No relation between fatigue and the plasma levels of enzalutamide, N-desmethylenzalutamide or the sum, was observed. This may be explained by the hypothesis that with the current dose, both the plateau of the exposure–response curve and the exposure–toxicity curve are reached and no additional toxicity nor efficacy is observed when the exposure increases [19, 21]. Furthermore, due to previously mentioned drawbacks in the evaluation of fatigue, we cannot exclude that patients with severe fatigue are overexposed to enzalutamide. Also, the limited intersubject variability in exposure may hamper the analysis of a pharmacokinetic-pharmacodynamic relation at this dose level. An implication hereof might be that an exposure–toxicity relationship should be evaluated over a broader dose range, including a lower dose, for which a randomized study is currently ongoing (NCT03927391).

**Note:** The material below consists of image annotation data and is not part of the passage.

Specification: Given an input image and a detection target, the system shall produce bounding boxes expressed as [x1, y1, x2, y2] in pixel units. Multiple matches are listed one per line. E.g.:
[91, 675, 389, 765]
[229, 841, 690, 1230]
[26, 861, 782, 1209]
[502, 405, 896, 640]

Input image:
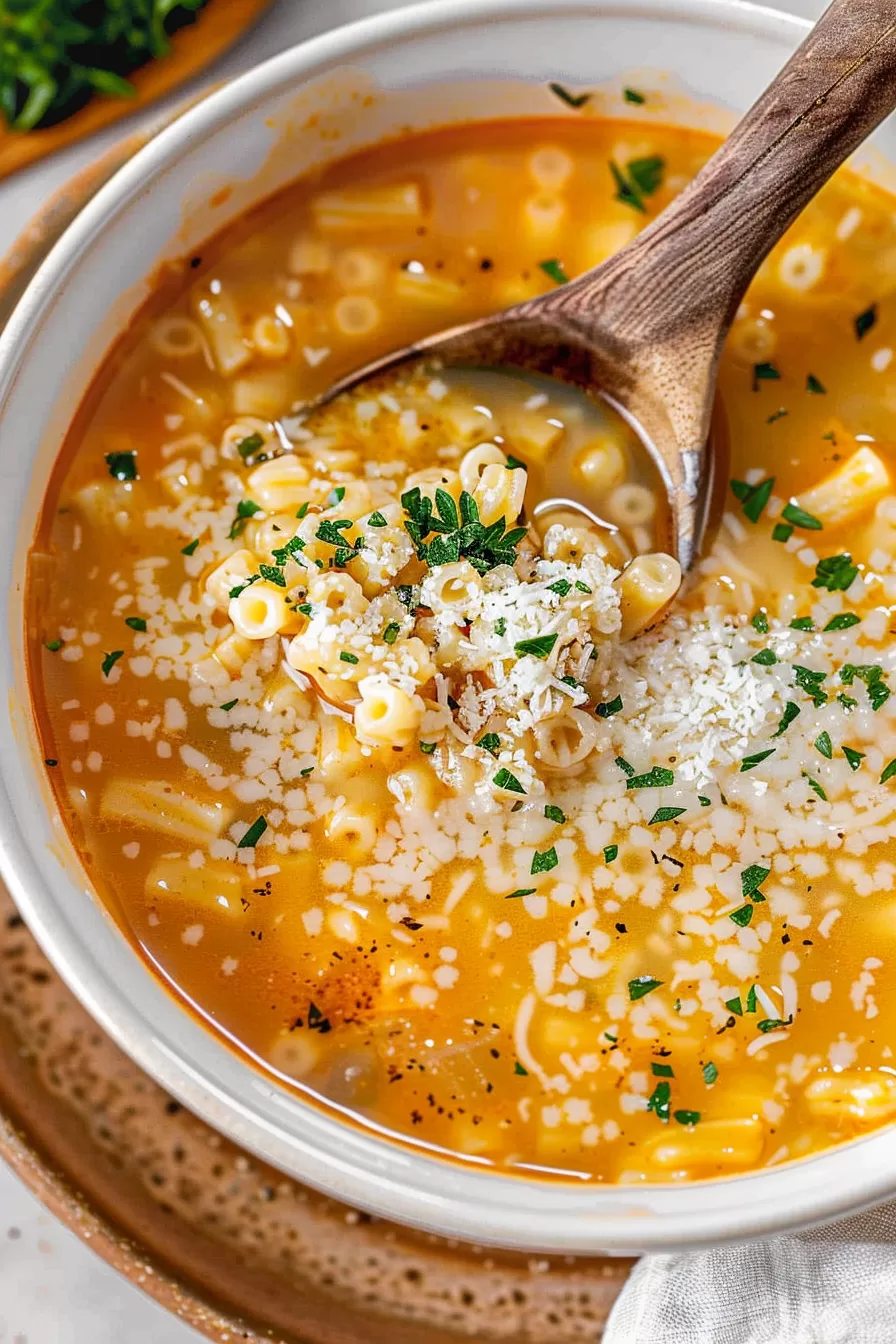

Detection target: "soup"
[28, 116, 896, 1181]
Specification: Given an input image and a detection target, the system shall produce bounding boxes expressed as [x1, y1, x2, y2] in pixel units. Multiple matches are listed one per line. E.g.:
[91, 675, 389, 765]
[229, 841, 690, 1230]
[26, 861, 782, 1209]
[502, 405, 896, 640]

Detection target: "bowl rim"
[0, 0, 896, 1254]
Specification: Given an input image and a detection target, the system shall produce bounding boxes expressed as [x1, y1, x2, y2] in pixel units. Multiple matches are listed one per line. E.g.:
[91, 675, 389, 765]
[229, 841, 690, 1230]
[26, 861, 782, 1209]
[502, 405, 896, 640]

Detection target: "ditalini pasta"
[28, 118, 896, 1181]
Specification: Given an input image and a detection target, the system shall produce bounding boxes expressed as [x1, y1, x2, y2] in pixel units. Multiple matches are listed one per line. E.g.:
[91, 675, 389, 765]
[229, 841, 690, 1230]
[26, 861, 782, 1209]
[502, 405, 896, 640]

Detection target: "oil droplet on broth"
[439, 368, 669, 564]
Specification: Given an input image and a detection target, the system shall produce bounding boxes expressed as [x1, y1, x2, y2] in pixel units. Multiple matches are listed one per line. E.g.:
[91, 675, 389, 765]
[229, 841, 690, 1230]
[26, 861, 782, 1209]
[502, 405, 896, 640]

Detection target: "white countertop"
[0, 0, 825, 1344]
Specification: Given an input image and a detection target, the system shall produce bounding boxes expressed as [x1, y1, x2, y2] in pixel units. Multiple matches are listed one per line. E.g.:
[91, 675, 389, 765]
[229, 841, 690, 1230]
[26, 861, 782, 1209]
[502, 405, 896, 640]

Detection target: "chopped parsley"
[529, 845, 560, 878]
[513, 634, 559, 659]
[647, 808, 688, 827]
[731, 476, 775, 523]
[740, 863, 771, 900]
[772, 700, 799, 738]
[780, 504, 825, 532]
[626, 765, 676, 789]
[539, 257, 570, 285]
[825, 612, 860, 633]
[840, 747, 865, 770]
[236, 817, 267, 849]
[647, 1082, 672, 1125]
[629, 976, 662, 1004]
[740, 747, 775, 774]
[548, 83, 591, 108]
[811, 551, 858, 593]
[610, 155, 666, 215]
[853, 304, 877, 340]
[236, 434, 265, 462]
[106, 453, 138, 481]
[756, 1017, 794, 1032]
[102, 649, 125, 676]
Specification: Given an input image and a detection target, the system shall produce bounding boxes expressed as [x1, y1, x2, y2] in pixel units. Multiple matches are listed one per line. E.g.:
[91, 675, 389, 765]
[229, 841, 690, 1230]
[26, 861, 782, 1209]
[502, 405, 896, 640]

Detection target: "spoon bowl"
[316, 0, 896, 570]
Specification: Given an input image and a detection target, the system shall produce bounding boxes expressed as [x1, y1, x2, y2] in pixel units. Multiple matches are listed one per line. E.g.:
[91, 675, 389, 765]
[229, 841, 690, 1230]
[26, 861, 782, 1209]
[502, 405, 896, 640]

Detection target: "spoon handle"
[561, 0, 896, 357]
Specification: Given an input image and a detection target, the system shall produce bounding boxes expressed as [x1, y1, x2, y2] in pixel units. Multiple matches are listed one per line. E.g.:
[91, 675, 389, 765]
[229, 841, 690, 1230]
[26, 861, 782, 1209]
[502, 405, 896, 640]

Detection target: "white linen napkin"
[603, 1204, 896, 1344]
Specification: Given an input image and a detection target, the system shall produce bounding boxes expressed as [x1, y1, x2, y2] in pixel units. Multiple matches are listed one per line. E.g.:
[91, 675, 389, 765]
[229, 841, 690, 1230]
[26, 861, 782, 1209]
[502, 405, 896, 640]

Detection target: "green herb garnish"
[102, 649, 125, 676]
[529, 845, 560, 878]
[236, 817, 267, 849]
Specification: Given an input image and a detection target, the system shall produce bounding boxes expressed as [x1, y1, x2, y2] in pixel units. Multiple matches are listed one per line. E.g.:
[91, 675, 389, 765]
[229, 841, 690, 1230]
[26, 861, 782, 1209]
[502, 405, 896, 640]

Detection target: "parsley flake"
[629, 976, 662, 1004]
[529, 845, 560, 878]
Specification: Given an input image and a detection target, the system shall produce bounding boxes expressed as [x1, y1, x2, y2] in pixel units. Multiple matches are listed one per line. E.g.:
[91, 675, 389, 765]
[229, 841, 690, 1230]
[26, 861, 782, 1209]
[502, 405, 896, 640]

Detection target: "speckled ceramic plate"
[0, 120, 629, 1344]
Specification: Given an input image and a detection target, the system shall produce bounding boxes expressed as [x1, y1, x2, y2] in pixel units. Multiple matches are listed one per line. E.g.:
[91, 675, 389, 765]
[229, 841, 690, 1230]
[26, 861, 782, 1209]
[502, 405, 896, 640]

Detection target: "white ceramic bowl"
[0, 0, 896, 1253]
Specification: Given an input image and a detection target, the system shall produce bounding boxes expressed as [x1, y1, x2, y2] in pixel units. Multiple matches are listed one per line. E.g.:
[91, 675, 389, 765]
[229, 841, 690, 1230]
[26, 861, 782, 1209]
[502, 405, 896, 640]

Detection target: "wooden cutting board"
[0, 0, 271, 177]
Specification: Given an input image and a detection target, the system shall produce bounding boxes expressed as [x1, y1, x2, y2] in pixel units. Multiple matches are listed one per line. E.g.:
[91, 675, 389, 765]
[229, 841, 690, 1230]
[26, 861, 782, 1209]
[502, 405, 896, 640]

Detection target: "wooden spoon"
[324, 0, 896, 569]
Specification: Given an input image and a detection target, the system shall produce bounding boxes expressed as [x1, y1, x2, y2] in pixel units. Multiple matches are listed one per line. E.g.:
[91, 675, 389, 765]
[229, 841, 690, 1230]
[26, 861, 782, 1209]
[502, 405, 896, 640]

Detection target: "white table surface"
[0, 0, 825, 1344]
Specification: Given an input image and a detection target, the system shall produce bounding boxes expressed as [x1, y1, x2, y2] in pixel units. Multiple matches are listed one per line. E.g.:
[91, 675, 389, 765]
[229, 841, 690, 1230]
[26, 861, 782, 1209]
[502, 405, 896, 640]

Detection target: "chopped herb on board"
[752, 362, 780, 392]
[811, 551, 858, 593]
[626, 765, 676, 789]
[102, 649, 125, 676]
[236, 817, 267, 849]
[513, 634, 557, 659]
[529, 845, 560, 878]
[539, 257, 570, 285]
[106, 453, 137, 481]
[629, 976, 662, 1004]
[772, 700, 799, 738]
[731, 476, 775, 523]
[548, 83, 591, 108]
[740, 747, 775, 774]
[647, 1082, 672, 1125]
[853, 304, 877, 340]
[840, 747, 865, 770]
[647, 808, 688, 827]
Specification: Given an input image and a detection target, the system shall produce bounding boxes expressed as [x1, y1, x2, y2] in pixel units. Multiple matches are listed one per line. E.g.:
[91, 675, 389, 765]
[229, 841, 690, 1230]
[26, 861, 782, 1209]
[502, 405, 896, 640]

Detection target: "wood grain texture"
[330, 0, 896, 569]
[0, 0, 271, 179]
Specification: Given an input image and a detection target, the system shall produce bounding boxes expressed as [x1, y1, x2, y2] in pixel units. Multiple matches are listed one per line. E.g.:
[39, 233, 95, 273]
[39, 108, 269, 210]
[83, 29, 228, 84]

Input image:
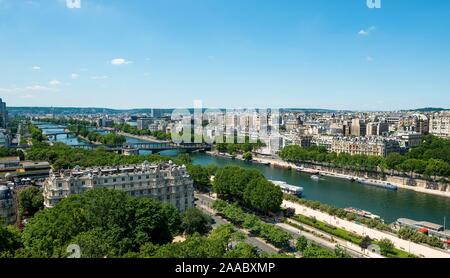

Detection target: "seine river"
[39, 125, 450, 226]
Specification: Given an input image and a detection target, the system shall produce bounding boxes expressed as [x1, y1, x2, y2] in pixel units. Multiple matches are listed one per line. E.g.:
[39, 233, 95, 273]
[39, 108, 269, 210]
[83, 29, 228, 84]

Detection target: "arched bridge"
[72, 142, 211, 153]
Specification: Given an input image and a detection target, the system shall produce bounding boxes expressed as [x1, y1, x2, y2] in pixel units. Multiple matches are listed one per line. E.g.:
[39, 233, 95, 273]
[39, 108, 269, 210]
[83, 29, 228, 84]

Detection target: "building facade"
[44, 162, 194, 211]
[0, 185, 16, 224]
[430, 114, 450, 138]
[0, 98, 8, 128]
[331, 137, 400, 157]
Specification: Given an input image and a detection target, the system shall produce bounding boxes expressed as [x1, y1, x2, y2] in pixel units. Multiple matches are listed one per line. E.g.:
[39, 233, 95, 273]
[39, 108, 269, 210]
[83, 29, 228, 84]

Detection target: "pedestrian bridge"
[72, 142, 211, 153]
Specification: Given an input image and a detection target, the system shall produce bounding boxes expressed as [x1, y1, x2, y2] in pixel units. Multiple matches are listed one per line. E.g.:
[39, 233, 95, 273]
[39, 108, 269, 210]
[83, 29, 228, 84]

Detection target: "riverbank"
[282, 200, 450, 258]
[253, 157, 450, 198]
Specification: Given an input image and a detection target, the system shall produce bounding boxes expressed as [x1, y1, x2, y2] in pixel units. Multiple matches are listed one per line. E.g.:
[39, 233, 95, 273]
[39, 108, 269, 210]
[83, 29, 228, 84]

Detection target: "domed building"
[0, 185, 16, 224]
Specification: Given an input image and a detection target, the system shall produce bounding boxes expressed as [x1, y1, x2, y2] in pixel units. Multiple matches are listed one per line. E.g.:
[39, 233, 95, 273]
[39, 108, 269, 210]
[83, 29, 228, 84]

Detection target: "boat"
[269, 180, 303, 197]
[356, 179, 398, 190]
[344, 207, 383, 221]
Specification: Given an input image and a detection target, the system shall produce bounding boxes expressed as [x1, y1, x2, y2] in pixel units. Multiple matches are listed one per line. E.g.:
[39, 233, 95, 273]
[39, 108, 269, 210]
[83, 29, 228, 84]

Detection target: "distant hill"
[408, 107, 450, 112]
[7, 107, 158, 115]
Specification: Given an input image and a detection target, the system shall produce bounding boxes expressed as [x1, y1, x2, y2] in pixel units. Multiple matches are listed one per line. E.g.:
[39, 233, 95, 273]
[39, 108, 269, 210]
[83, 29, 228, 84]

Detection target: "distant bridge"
[44, 131, 76, 139]
[39, 125, 67, 130]
[71, 143, 211, 153]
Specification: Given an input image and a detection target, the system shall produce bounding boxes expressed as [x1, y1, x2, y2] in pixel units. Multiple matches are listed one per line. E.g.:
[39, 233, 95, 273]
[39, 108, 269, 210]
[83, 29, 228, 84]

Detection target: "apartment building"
[0, 185, 16, 224]
[0, 98, 8, 128]
[44, 162, 194, 211]
[331, 137, 400, 157]
[430, 113, 450, 138]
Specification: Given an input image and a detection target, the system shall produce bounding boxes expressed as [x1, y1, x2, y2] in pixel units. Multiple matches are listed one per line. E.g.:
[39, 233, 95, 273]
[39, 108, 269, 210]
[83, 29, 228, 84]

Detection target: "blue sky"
[0, 0, 450, 110]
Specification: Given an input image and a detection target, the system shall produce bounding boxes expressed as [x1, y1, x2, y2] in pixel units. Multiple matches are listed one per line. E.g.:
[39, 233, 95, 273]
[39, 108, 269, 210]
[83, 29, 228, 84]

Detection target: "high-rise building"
[136, 118, 154, 130]
[430, 113, 450, 138]
[0, 98, 8, 128]
[351, 119, 366, 137]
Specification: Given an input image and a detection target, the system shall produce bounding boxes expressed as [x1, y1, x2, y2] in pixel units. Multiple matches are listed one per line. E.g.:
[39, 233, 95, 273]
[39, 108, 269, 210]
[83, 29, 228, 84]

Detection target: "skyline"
[0, 0, 450, 111]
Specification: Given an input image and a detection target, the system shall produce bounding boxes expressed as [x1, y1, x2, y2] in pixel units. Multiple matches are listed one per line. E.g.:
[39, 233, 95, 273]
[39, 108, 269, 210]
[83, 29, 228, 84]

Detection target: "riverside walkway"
[283, 200, 450, 258]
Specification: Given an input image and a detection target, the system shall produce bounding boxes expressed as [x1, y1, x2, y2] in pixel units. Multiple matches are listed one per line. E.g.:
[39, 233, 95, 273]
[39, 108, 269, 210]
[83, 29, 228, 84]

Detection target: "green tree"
[181, 208, 212, 235]
[359, 236, 372, 249]
[295, 236, 308, 252]
[242, 152, 253, 161]
[22, 189, 179, 257]
[244, 178, 283, 213]
[0, 223, 22, 258]
[213, 166, 263, 201]
[187, 165, 211, 192]
[378, 238, 394, 256]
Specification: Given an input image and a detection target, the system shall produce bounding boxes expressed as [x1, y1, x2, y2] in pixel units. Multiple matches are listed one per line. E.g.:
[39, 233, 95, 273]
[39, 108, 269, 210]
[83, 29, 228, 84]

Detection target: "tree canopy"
[22, 189, 180, 257]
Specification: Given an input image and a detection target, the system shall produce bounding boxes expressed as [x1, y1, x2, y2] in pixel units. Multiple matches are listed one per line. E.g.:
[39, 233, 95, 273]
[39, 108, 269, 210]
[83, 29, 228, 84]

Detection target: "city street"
[283, 200, 450, 258]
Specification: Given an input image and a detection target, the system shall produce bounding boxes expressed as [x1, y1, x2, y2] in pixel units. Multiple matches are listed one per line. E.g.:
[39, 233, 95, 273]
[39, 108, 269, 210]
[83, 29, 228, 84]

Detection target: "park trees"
[243, 178, 283, 214]
[22, 189, 179, 257]
[181, 208, 212, 235]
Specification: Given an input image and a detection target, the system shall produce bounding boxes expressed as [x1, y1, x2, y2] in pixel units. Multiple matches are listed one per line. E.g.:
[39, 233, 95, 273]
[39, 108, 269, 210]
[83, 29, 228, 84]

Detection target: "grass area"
[292, 215, 362, 244]
[292, 215, 415, 258]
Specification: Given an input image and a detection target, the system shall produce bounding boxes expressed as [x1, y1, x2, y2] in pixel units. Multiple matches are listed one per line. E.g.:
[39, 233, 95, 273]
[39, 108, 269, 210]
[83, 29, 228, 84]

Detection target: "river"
[40, 124, 450, 224]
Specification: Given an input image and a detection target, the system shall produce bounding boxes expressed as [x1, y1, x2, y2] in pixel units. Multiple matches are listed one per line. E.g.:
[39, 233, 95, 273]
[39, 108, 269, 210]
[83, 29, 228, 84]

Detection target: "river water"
[39, 124, 450, 224]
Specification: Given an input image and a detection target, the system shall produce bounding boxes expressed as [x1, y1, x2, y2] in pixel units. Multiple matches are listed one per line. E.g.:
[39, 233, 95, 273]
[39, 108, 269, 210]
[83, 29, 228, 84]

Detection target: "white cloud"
[358, 26, 376, 36]
[91, 75, 108, 80]
[66, 0, 81, 9]
[0, 84, 58, 93]
[111, 58, 132, 66]
[20, 94, 34, 98]
[48, 80, 61, 86]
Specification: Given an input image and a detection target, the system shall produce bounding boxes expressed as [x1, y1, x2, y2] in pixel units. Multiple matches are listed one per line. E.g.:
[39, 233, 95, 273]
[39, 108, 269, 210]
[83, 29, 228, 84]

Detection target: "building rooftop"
[0, 156, 20, 163]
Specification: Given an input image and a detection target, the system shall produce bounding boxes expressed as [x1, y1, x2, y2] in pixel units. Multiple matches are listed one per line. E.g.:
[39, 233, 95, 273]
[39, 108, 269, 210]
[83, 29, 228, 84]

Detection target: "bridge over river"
[71, 142, 211, 153]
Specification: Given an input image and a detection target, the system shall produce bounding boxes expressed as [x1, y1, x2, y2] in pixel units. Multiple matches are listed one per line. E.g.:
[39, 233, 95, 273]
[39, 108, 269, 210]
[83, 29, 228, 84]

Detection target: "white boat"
[345, 208, 383, 221]
[357, 179, 398, 191]
[269, 180, 303, 197]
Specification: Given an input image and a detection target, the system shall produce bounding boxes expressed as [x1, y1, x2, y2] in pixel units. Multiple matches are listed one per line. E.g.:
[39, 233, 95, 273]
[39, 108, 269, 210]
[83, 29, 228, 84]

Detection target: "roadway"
[283, 200, 450, 258]
[195, 194, 370, 258]
[195, 195, 280, 254]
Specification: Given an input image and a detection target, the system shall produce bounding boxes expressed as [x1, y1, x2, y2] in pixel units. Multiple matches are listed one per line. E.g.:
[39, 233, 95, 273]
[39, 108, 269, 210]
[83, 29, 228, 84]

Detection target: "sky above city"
[0, 0, 450, 110]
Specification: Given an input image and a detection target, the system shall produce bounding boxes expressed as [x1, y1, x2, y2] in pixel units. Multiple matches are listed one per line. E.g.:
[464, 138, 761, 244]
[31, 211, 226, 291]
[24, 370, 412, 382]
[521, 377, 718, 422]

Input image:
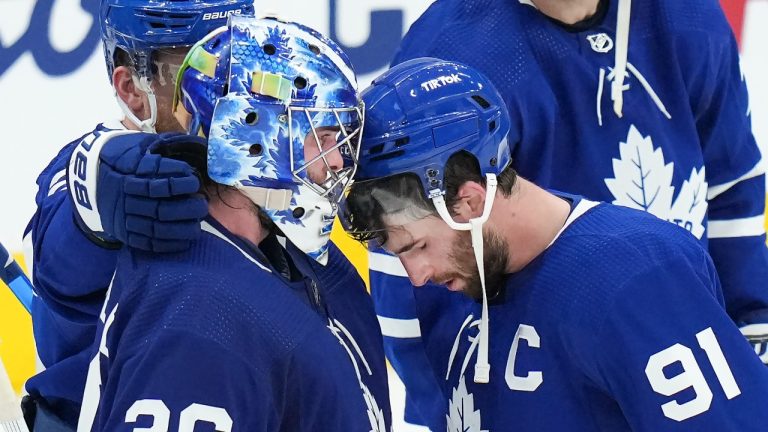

Concluding, we investigated the influence of patient characteristics on enzalutamide and N-desmethylenzalutamide levels in mCRPC patients, and observed that age and BMI did not influence systemic exposure. Further structured prospective research is needed to understand the relation between exposure and fatigue, as knowledge on this subject can help clinicians and patients in management of this burdening side effect.